Cancer care is big business. The estimated cost of cancer care is around $250 billion a year. Not all of this is actual care, some is for screening. A new study in The Annals of Internal Medicine, finds that screening for just five cancers (breast, cervical, colorectal, lung and prostate cancers) costs roughly $43 billion a year. Nearly $38 billion is paid for by private insurers, while about $5 billion is paid by government programs.
Considering the analysis only focused on five relatively common cancers, $43 billion underestimates the total. It’s a grisly calculus but there is an optimal amount of spending on cancer screenings, but experts often do not agree on the amount.
[T]he American Cancer Society, the value of screening for the cancers is clear. “We are talking about people’s lives,” she said. “Early detection allows a better chance of survival. Full stop. It’s the right thing to do for individuals.”
“We screen for cancer because it works,” Dr. Knudsen added. “The cost is small compared to the cost of being diagnosed with late-stage disease.”
Others are not so sure. Some experts believe much of the money spent on cancer screening could be better used in other areas of care.
Critics of the current amount of screening said the large price tag researchers documented for screening wasn’t worth the cost.
Other researchers say the finding supports their contentions that screening is overused, adding that there is a weak link between early detection and cancer survival and that the money invested in cancer testing is not being well spent.
Colonoscopies account for about 55% of the total, or nearly $24 billion. There are other, cheaper methods to detect colon cancer, but advocates point out that colonoscopies not only detect colon cancer but also prevent it. One paradox of cancer screening is that many of those screened are unlikely to benefit, while many who could benefit are not getting screened.
While some public health advocates say cancer screening is “settled science,” others suggest it could be more efficient. What is the appropriate amount of screening? That’s a normative question. “An ounce of prevention is worth a pound of cure,” is an old saying attributed to Benjamin Franklin. Yet, quantifying the benefit of cancer screening is more complex. The answer will vary from individual to individual. One problem is that the cost of care prevented is hard to measure, while the cost of screening is easy to measure.
Think of it this way: preventive medical screenings are entirely wasted money on healthy people, other than the value of peace of mind. However, you won’t know it is money wasted until the test is done. Health plans must test hundreds of people to find that one person who has cancer. The other people didn’t have cancer. Thus, their tests were of no medical value.
There are firms working to bring tests to market that can test for many types of cancer from a blood draw. These will likely be very expensive until patents expire.
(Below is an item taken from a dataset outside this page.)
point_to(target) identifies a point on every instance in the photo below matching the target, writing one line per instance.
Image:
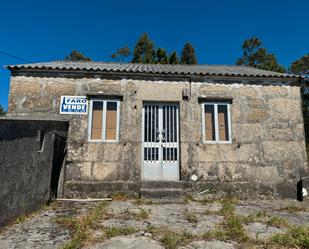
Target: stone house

To the degree the costs of cancer screening can be brought down it will pay to screen more people, earlier in their lives.
It should not come as a surprise that the cost of screenings is often wasteful. Every year I pay around $140 for a wellness lab screening. Quest Diagnostics tests numerous metrics of my health. Yet it treats nothing. Rather, it alerts my doctor that my cholesterol is a little too high and looks to see if anything else could signal health problems. I pay the cost out of pocket, and it is money well spent in my opinion. It’s not actually medical care, however. But, then again, that free annual wellness visit your health plan is required to provide is also not really medical care.
The subject of preventive care is interesting. Read more at: Study Puts a $43 Billion Yearly Price Tag on Cancer Screening – The New York Times
Re: “…preventive medical screenings are entirely wasted money on healthy people, other than the value of peace of mind. However, you won’t know it is money wasted until the test is done. ”
It seems to me that you could replace “preventive medical screening” in the above statement with “medical insurance” and “test” with “coverage period” and have a statement of equal utility. Of course, much of medical screening consists of measuring some indicator or metric that is itself of questionable value.